“Where are we off to?” she wanted to know.
“We’re going home, lady,” Mischief said. “You’re going to yours. And we’re going to ours.” He put his hand into his inside pocket. “But before I go,” he said, dropping his voice to a whisper as he spoke, “I wonder if you could possibly do something for me—for us all—until we meet again?”
“What do you need?” Candy said.
“I just need you to carry something for us. Something very precious.”
From the interior of his jacket he brought an object wrapped up in a little piece of coarsely woven cloth and secured with a brown leather thong that had been wrapped around it several times.
“There’s no need for you to know what it is,” he said. “In fact, if you don’t mind, it’s better you don’t. Just take it and keep it safe for us, will you? We’ll be back, I promise you, when Carrion’s forgotten about us, and we can chance the return trip.”
“Carrion?”
“Christopher Carrion,” John Serpent said, his voice laden with anxiety. “The Lord of Midnight.”
“Will you take it for us?” said John Mischief, proffering the little parcel.
“I think if I’m going to carry something,” Candy said, “I should at least know what it is. Especially if it’s important.”
“What did I tell you?” Serpent said. “I knew she wouldn’t be content with that ‘It’s better if you don’t know’ line. She’s entirely too inquisitive, this one.”
“Well, if I’m going to be a messenger girl,” Candy said, addressing John Serpent, “I think I have a right—”
“Of course you do,” Mischief said. “Open it up. Go on. It’s all yours.”
Curiously enough the little parcel seemed to have almost no weight, except for that of the wrapping and the cord. Candy pulled at the large knot, which although it looked hard to undo seemed to solve itself the moment she began to pick at it. She felt something move in the parcel. The next moment there was a rush of light out of the bag, which momentarily filled her gaze. She saw several points of brightness appear before her, joined by darting lines of luminescence. They hovered for a moment, then the lights sank away into her unconscious and were gone.
The whole spectacle—which couldn’t have taken more than three seconds—left her speechless.
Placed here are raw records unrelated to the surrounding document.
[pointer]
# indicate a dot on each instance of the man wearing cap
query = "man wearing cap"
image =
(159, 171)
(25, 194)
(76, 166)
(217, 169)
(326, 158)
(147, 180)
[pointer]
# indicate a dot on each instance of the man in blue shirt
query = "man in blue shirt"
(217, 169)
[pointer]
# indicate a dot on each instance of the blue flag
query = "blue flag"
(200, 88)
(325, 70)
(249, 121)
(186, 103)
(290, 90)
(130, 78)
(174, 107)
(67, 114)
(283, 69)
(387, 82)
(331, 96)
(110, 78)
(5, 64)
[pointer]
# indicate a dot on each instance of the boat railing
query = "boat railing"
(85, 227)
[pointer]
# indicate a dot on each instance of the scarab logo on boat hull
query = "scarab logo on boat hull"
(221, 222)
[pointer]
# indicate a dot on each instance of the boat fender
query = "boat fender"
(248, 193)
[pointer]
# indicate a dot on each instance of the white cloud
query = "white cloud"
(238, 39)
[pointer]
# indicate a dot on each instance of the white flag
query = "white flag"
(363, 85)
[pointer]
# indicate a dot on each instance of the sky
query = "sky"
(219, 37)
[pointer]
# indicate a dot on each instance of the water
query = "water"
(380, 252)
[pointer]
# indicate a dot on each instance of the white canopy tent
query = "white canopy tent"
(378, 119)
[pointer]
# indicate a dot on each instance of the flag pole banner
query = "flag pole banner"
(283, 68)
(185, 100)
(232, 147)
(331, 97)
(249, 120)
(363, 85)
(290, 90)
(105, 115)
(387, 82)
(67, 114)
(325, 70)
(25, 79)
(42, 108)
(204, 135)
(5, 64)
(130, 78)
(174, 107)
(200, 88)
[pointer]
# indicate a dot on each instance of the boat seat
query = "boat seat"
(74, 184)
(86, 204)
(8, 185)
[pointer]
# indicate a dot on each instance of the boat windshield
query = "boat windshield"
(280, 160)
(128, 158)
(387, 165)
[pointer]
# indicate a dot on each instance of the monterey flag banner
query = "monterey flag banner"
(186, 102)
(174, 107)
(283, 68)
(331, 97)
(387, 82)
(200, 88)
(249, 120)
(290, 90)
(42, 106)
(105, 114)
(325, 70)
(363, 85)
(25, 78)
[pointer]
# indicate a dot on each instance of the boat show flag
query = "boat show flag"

“You have the Key now,” John Mischief told her gravely. “I beg you to tell nobody you have it. Do you understand? Nobody.”
“Whatever you say,” she replied, looking at the empty bag, mystified. Then, after a moment: “I don’t suppose you’re going to tell me what door this key opens?”
“Truly, lady; better not.”
He kissed her hand, bowing as he did so, and began to retreat from her. “Good-bye, lady,” he said. “We have to go.”
Candy had been facing the tower throughout this conversation. Only now, as Mischief retreated from her, did she realize what a change had come over the world in the brief time in which she’d been unconscious.
A ramshackle jetty had appeared out of the ground, and at its far end large waves were breaking, their weight sufficient to make the structure creak and shake down its entire length. Beyond the breaking waves the Sea of Izabella stretched off toward a misty blue horizon. Minnesota—at least as Candy had known it—had apparently disappeared, overwhelmed by this great expanse of invading water.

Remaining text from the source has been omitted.